Almost every day my two year old demands that we build “big tower”. This construction process inevitably involves Daddy doing the large majority of the labor while my two year old diligently supervises and advises which block should be placed next on the Lego tower. My two year old has already manifested the natural human love of big towers. I have not done my research here but it appears that almost every established civilization has built some type of big tower. Big towers exhibit power, majesty, beauty, and authority. They are normally the prominent symbol of the city or country in which they reside. As we approach the feast of Pentecost, let’s take a look at two big towers found in scripture.
The Apostles were all together once again for the Jewish feast of Pentecost. This feast was a Jewish feast that commemorated God’s giving of the covenant on Mt Sinai. Just as Moses received the Law beginning in Exodus 19, the Apostles will here receive “the new law in the Spirit” (Rom 8:2). This new law, however, will not be just a set of instructions or commands like the old one; it will give them the power to follow the commands of the Lord. The promise given in Ezekiel 36 tells us that God will give us power to follow his statutes in the new covenant (just read Ez 36). As the Holy Spirit descends like “tongues as of fire” (Acts 2:3), the seal of the new covenant is placed upon the Apostles along with the power to do what the Lord commanded which, as we saw last week in the Ascension, is to build the Kingdom of God. As mentioned above, all good kingdoms need a big tower.
The Lord also promises in Ezekiel 36 that he will “gather you from all the countries, and bring you into your own land” (Ez 36:24). The coming of the Spirit is connected to the gathering of peoples and bringing them to a new land. The gathering of peoples is seen immediately when the Apostles begin to speak in other tongues (Acts 2:4). Luke tells us that there were many people in Jerusalem “from every nation under heaven” who gathered and heard the Apostles speaking in their own language (Acts 2:5-11). The coming of the Spirit immediately empowers the Apostles to begin their ministry as the “multitude came together” (Acts 2:6) at the sound of their preaching.

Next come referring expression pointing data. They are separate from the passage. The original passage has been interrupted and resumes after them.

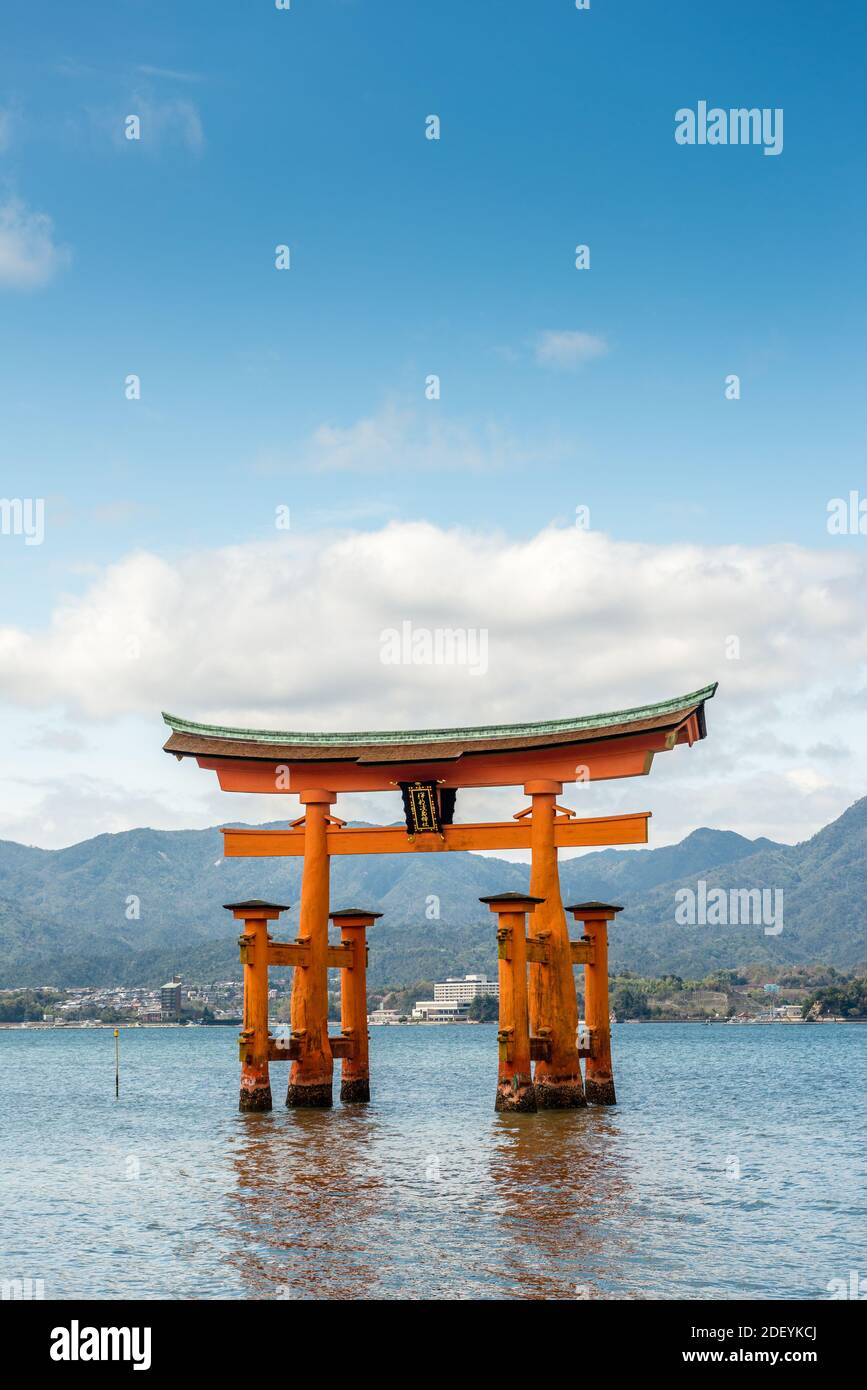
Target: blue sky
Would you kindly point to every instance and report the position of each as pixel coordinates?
(409, 257)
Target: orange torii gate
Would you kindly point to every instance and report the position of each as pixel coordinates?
(538, 1004)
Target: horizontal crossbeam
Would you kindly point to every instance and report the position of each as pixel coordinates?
(393, 840)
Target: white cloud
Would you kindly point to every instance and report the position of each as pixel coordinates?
(288, 634)
(29, 256)
(566, 348)
(7, 121)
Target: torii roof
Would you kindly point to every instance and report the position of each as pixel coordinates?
(209, 741)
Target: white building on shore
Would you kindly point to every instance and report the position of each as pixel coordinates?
(452, 998)
(466, 990)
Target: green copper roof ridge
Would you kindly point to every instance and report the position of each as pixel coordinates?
(427, 736)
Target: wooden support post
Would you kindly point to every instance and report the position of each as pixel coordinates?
(553, 1008)
(514, 1077)
(254, 1037)
(311, 1073)
(354, 1076)
(599, 1083)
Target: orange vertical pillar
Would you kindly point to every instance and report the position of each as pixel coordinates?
(599, 1084)
(553, 1008)
(254, 1037)
(311, 1073)
(514, 1077)
(354, 1076)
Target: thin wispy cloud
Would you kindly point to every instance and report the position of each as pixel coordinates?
(403, 439)
(29, 255)
(170, 74)
(7, 123)
(567, 348)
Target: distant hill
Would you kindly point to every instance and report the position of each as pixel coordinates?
(64, 912)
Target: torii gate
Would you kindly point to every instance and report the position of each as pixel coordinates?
(538, 1005)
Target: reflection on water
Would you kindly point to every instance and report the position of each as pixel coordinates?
(734, 1166)
(556, 1176)
(307, 1190)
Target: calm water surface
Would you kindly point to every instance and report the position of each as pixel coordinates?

All of this focus on language and the gathering of the nations in Acts 2 recalls Genesis 11, the Tower of Babel. In Gn 11, they were one people with one language who were building a big tower to reach the heavens. The Lord God saw this and became concerned that the people were attempting to reach heaven by their own hands in order to “make a name” (Gn 11:4) for themselves. In order to thwart them, God confused their languages and scattered them across the earth (Gn 11:1-9). At Pentecost, the Lord reverses the Tower of Babel. He sends the Holy Spirit so that all may hear the gospel in his own language and may be gathered to build a new big tower, the Church. The Church is the new tower that allows men to reach the heavens, but not built upon their own name as in Gn 11. The new tower, is built in the name of Jesus by the Apostles who have been given power and authority to be the architects of this new tower to reach the heavens.
The Church is the new big tower built in the name of Jesus, through the power of the Holy Spirit that allows us to reach our new promised land in heaven. We do not want to simply look upon the big tower as it is being built like my two year old… we want to be apart of its construction so that we may have permission to ascend! Let us dedicate ourselves to “the apostles’ teaching and fellowship, to the breaking of the bread and to the prayers” (Acts 2:42) as the first Christians did immediately after Pentecost. We must dedicate ourselves to the teaching of Jesus’ chosen architects, the bishops, who alone have the authority to build the new big tower that reaches the heavens: the Church.